CAUTION ! If he has liver metastases or a fixed tumour, think hard before you do a colostomy. He may live a few more months, but dying with a colostomy will be miserable, especially if colostomy care is poor. If his tumour is not resectable, it is better to do a bypass operation, an ileotransverse (9-11, 66-20) or colo-colic anastomosis. This is possible for lesions of the ascending, transverse, or descending colon, but not the distal sigmoid or the rectum. If a bypass is impossible, a colostomy is better than dying in obstruction.
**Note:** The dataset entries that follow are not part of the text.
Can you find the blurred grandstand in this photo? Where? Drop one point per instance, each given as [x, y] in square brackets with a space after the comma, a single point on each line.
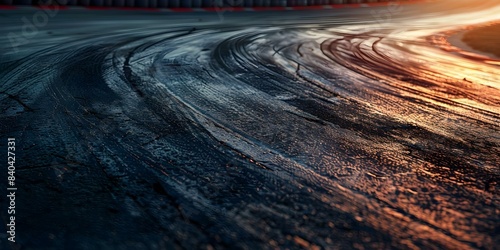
[186, 3]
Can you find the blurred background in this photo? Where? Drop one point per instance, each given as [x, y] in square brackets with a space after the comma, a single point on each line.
[187, 3]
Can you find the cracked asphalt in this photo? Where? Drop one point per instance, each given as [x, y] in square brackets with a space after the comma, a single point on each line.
[327, 129]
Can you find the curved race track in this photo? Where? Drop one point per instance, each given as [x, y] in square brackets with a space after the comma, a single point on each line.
[335, 129]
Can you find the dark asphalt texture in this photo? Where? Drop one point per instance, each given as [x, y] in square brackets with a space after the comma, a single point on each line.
[304, 130]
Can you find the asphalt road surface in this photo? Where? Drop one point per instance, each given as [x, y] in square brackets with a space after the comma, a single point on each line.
[350, 128]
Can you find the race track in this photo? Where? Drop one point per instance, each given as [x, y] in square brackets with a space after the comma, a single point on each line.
[327, 129]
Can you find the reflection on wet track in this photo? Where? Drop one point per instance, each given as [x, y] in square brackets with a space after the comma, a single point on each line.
[318, 131]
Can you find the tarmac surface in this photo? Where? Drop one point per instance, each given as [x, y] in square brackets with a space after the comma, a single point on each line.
[334, 129]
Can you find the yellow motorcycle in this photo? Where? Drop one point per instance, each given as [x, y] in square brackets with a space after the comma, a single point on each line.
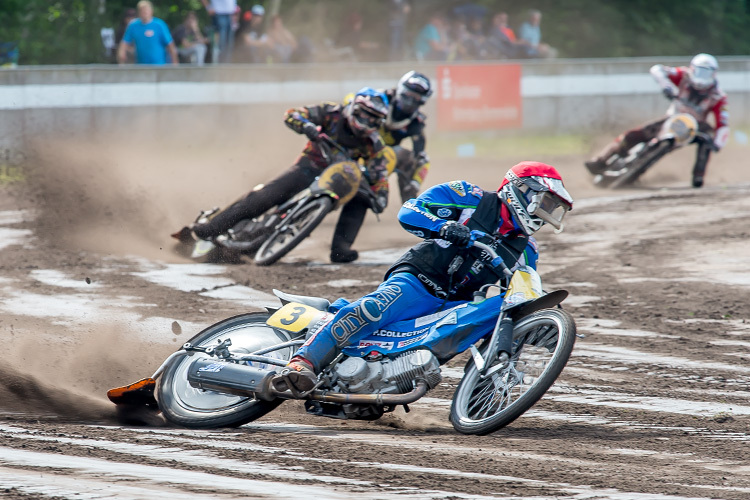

PREPARATION. If he is not obstructed, you will be able to do an elective operation, so empty his colon first. Enemas only clear its left side, so give him enough magnesium sulphate or castor oil to give him diarrhoea, meanwhile giving him plenty of fluids to avoid dehydration. For 2 days preoperatively, give him metronidazole 400 mg 8-hourly and neomycin 1 g 8 hourly, or ampicillin 500 mg 6-hourly, together with a nutritious fluids- only diet.
LAVAGE. When the operation is over, wash out his peritoneal cavity with warm saline, and then leave tetracycline 1 g or chloramphenicol 1 g in 500 ml of saline in his peritoneal cavity; don't insert drains.